I’m not really sure why ST doesn’t also track productivity per operating hour as well as revenue hour, since that would correct these kind of metric-related problems.

13 Replies to “Sound Transit: Slower Bus Rollout, More Riders”

  1. Unless I’m mistaken, I think productivity per operating hour wouldn’t have been any different.

    I believe only two of the trains return to Tacoma for a second run in the morning – the two used for reverse trips. I don’t think any trains have been running a non-revenue return, they were just started to add more peak-direction service.

    1. If you add a revenue hour for a reverse trip, and no one rides it, that reduces the average number of riders per revenue hour.

      1. It also raises the “cost per passenger”, when in fact, the costs per passenger in the non-reverse trip may have not changed.

      2. They have indeed changed – in order to serve that new trip, we need to return a train to the other end of the line. That’s a cost!

      3. You know I understand that…

        It’s this that I’m responding to: “I’m not really sure why ST doesn’t also track productivity per operating hour as well as revenue hour, since that would correct these kind of metric-related problems.”

        I’m pointing out that productivity per operating hour and productivity per revenue hour are nearly identical. I don’t think this would be a significant difference.

      4. Ben,

        The point is that the train is going back to Tacoma anyway, so it’s an operating hour whether or not there are passengers. When you count only revenue hours, the metrics tell you that having a reverse-peak trip is bad; when you count operating hours, it becomes clear that allowing passengers on the reverse-peak trip makes sense.

  2. What about Metro’s September changes? This thread says they were likely to reinstate an anemic 42, leave the 39 on minimal life support, re-add the VA hospital red carpet, and not improve the 9, but I never saw anything on the final decision.

      1. Which is really annoying. A handful of whiny transit users held the entire SE service plan hostage so they could have door-to-door service.

        The service plan really should have had much better service on the 39 and the Rainer Valley/West Seattle route. Metro’s routes that connect destinations without going through downtown tend to have pretty good ridership.

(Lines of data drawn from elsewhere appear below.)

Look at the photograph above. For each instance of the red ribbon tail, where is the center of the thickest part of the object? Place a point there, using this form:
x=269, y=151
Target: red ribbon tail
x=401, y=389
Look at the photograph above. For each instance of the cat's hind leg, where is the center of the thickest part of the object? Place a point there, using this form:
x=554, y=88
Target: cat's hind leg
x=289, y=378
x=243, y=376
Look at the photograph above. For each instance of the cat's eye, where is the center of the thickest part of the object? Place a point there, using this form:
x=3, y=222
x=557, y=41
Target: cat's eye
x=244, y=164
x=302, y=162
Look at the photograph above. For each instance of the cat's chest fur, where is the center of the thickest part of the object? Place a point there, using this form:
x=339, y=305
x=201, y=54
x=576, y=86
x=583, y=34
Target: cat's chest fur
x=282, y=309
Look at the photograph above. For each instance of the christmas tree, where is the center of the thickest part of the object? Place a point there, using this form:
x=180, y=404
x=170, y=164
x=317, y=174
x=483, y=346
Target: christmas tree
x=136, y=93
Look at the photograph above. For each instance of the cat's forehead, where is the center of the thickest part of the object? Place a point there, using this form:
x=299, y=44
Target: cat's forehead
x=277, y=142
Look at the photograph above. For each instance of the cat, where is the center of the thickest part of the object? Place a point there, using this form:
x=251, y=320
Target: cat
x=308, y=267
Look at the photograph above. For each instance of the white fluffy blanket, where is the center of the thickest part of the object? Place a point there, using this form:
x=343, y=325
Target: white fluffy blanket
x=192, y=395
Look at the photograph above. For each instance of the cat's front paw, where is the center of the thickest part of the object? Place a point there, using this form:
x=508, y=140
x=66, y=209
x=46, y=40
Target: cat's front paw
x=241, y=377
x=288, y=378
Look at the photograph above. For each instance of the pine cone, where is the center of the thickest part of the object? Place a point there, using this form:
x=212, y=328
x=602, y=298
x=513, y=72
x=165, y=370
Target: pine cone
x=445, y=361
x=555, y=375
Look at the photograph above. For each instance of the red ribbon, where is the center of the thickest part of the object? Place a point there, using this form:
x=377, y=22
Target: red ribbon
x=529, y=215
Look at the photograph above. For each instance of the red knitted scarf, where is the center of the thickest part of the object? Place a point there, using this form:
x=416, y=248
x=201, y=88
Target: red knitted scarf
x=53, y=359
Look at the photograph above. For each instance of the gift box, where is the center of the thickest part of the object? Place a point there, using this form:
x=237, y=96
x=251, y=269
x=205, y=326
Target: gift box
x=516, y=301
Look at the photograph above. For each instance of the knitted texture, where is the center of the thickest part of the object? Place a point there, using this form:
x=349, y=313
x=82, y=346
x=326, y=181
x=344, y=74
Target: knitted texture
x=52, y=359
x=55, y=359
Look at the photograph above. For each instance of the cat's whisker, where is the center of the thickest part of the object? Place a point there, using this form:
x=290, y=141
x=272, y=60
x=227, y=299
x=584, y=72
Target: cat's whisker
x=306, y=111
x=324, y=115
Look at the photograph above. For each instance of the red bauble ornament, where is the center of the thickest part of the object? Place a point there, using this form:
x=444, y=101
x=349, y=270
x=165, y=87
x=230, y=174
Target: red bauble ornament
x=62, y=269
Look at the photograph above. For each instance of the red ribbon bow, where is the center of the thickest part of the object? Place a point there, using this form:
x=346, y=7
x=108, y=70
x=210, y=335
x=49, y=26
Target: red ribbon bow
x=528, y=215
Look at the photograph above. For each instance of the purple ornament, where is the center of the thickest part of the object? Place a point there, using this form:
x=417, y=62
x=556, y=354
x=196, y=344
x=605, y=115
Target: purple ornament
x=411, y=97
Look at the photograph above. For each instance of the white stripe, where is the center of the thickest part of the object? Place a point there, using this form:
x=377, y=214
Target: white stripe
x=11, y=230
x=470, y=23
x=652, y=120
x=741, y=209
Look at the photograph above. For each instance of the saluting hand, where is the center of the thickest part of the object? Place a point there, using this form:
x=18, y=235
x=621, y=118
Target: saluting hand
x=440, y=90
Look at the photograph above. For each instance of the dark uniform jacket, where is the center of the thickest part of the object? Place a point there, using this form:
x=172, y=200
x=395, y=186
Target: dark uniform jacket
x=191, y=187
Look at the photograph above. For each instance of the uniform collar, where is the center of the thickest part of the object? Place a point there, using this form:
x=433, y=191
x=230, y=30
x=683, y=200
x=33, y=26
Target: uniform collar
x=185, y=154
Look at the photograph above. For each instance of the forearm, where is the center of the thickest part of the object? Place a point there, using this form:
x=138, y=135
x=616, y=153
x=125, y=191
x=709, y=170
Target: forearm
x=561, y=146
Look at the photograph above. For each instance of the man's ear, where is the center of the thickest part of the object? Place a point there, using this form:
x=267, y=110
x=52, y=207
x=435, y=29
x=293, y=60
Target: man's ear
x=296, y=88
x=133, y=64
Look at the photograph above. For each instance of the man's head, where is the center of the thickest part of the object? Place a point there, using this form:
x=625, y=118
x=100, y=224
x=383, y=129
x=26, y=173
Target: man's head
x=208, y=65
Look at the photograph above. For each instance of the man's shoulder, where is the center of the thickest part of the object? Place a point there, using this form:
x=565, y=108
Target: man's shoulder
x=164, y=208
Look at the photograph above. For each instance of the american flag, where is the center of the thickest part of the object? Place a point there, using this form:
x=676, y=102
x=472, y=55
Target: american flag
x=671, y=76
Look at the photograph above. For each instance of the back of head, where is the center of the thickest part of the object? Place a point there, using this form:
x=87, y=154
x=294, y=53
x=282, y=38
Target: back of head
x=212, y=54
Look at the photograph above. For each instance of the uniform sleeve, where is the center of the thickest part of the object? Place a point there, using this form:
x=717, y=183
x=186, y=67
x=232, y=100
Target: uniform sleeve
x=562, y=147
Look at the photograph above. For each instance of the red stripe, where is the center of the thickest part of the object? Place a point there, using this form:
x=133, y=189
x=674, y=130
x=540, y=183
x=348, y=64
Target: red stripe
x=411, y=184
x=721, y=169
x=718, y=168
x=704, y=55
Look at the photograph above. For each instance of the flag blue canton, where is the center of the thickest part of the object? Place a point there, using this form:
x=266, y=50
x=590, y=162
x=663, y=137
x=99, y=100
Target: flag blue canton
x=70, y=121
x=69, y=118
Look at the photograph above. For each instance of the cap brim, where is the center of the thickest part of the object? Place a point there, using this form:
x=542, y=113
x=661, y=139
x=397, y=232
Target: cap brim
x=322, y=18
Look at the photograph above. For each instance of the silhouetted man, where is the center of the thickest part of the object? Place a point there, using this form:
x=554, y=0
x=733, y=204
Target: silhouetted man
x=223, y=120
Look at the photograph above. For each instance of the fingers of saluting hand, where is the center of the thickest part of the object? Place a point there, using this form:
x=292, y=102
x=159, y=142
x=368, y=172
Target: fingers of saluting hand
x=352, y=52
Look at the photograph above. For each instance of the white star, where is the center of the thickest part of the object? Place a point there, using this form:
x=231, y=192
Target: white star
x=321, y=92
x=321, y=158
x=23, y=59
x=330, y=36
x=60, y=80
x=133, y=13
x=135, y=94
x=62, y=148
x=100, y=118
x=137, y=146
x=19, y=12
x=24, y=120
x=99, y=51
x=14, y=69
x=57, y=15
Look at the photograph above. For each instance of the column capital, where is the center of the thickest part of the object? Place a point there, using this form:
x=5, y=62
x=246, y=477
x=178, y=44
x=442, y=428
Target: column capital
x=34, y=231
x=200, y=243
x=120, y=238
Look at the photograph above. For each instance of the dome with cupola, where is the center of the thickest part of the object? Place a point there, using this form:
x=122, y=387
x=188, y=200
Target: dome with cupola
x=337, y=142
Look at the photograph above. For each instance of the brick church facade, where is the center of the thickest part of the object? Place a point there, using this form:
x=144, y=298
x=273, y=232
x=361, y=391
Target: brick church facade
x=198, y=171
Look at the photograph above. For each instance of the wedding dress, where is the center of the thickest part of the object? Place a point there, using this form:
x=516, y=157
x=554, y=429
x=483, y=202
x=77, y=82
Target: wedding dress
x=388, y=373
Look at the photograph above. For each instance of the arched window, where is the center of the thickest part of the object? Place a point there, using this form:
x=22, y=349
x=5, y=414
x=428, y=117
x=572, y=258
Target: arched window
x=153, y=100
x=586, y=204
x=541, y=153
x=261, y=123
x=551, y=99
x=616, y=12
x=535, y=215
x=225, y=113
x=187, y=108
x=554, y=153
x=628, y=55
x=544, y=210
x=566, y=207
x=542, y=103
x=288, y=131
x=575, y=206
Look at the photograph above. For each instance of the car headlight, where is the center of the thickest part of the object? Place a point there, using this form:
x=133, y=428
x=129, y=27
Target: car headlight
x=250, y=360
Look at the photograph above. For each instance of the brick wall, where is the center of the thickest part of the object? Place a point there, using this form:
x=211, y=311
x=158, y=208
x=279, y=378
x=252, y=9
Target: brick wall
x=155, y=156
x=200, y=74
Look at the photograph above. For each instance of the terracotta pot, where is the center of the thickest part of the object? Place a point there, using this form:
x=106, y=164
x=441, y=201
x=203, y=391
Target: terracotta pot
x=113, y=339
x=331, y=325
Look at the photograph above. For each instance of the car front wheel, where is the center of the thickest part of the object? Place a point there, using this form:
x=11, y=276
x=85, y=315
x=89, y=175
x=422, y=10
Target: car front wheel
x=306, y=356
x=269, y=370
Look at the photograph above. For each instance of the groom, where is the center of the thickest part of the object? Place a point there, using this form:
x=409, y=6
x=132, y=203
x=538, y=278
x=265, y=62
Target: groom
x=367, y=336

      2. I always wondered why the 42 existed. Who would take a diesel bus running every half hour when there was a trolley bus ten blocks away running more frequently. Especially when MLK didn’t have much there until the last few years. Well, now we know.

        Although I must say, I did feel for the woman in Rainier View who bought her house in the 1950s and lives at the end of the 42 line. She made a commitment to the Valley even though it wasn’t the most prestigious place to live during the intervening years, and has been a long-term bus rider. Hopefully the 107 will be good to her.

      3. 10 blocks is a long way. Plus, the 7 is the about the slowest ride you can imagine.

  3. Roughly right now, the first SEA-TAC reverse avg. 120-150 passengers a day and the second SEA-TAC is roughly 60-100 passengers a day. The afternoon reverse trains are nearly the 200 passenger a day range. The schedule for reverse doesn’t really fit most people’s commuting habits and there is virtually no traffic for reverse commuters which also explains why driving is the more popular and faster option.